The governor of Kuwait’s central bank has warned of the negative impact of a tax on remittances as the country’s high population of foreign workers continues to dominate political debate.
Mohammad Al Hashel said the bank does not support a tax on remittances because the “negative impact on the overall economy is far greater than the expected income”, local daily Al Seyassah reported on Tuesday.
He added that remittance figures circulated by the country’s media were exaggerated and didn’t take into account the costs of operating and administrating a tax as well as likely efforts to avoid paying the fee by using other channels.
MPs in the country’s National Assembly parliament have repeatedly called for the introduction of limits and fees for foreign workers in recent months as the government seeks to introduce new austerity measures.
Recent calls have included increasing expat healthcare costs and banning new arrivals from driving.

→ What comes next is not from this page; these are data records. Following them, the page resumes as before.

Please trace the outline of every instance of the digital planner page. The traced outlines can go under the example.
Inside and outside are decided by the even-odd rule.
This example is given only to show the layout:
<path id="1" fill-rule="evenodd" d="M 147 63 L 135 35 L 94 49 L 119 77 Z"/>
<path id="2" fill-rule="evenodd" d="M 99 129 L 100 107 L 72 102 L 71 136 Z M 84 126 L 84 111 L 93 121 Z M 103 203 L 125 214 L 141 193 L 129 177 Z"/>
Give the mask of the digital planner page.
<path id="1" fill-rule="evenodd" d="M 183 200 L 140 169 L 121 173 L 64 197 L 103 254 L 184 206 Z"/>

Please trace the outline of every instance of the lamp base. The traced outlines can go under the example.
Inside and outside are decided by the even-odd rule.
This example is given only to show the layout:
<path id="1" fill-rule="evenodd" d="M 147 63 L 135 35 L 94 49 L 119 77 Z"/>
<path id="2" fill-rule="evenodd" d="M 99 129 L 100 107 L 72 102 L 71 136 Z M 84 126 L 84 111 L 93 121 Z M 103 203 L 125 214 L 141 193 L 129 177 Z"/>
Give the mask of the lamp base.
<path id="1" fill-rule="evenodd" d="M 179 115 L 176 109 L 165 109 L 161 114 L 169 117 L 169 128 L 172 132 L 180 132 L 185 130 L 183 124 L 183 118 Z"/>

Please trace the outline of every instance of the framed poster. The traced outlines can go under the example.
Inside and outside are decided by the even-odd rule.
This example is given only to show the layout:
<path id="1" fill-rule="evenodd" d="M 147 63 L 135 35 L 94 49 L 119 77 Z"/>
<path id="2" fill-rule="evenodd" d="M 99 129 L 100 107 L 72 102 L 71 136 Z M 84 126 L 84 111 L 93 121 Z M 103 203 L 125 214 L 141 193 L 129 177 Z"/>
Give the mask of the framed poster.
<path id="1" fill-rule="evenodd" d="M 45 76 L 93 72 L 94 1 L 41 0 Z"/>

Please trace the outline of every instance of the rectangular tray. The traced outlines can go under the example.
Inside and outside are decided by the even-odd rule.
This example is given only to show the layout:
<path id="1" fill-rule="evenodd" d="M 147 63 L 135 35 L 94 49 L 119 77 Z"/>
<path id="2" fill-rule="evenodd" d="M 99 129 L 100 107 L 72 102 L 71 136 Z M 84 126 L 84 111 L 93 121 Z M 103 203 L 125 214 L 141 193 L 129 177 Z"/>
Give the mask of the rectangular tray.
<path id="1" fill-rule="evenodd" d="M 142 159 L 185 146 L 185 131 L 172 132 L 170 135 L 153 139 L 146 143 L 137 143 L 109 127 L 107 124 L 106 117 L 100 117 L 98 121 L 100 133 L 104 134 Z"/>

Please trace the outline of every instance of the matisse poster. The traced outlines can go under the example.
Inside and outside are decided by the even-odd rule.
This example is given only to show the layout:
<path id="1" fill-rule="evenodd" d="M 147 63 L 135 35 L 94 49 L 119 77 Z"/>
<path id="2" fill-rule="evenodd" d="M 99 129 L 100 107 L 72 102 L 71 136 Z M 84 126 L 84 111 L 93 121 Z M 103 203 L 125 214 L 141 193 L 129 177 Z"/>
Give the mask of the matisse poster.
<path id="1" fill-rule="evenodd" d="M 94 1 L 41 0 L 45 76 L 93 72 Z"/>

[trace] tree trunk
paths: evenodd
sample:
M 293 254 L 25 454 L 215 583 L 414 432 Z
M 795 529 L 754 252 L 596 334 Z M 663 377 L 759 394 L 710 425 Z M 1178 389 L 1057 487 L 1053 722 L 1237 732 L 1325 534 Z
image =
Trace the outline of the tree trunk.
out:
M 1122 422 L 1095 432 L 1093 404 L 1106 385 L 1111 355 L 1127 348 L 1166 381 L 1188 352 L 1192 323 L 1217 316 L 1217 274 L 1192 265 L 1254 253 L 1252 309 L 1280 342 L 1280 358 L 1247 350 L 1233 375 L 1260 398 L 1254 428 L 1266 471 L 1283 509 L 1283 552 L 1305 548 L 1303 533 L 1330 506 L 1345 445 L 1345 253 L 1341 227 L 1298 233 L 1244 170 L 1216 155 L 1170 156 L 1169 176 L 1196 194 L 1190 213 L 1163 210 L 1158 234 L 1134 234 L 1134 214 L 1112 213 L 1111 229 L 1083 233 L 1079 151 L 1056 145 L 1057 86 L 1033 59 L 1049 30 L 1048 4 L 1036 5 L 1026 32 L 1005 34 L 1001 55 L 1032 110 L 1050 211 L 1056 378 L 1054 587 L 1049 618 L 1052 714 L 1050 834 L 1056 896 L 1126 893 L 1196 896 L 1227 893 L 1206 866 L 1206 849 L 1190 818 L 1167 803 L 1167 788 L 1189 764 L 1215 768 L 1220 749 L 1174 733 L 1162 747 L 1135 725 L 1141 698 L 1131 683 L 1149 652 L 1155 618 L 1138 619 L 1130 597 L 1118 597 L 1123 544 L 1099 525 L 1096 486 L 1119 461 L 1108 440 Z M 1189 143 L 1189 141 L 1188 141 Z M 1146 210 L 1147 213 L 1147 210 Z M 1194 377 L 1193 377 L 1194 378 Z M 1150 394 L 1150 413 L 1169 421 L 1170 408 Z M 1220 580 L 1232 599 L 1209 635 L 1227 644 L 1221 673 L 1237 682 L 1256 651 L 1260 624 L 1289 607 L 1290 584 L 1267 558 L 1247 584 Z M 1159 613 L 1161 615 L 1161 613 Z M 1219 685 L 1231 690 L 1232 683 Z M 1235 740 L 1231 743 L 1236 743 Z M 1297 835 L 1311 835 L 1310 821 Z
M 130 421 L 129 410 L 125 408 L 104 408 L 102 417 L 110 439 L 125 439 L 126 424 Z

The government will also introduce new increased utility rates for businesses and expats later this month but not Kuwaiti citizens.
Al Hashel was quoted as saying a tax on remittances would increase costs for consumers, similarly to fears of the new utility rates.
The research department at Kuwait’s Ministry of State for National Assembly Affairs also recommended in a March study that the country implement a system to deport marginal labourers and set a timetable to stop the hiring of expats in the private sector, according to reports.
Some estimates suggest foreign workers make up 70 per cent of Kuwait’s 4.4 million population.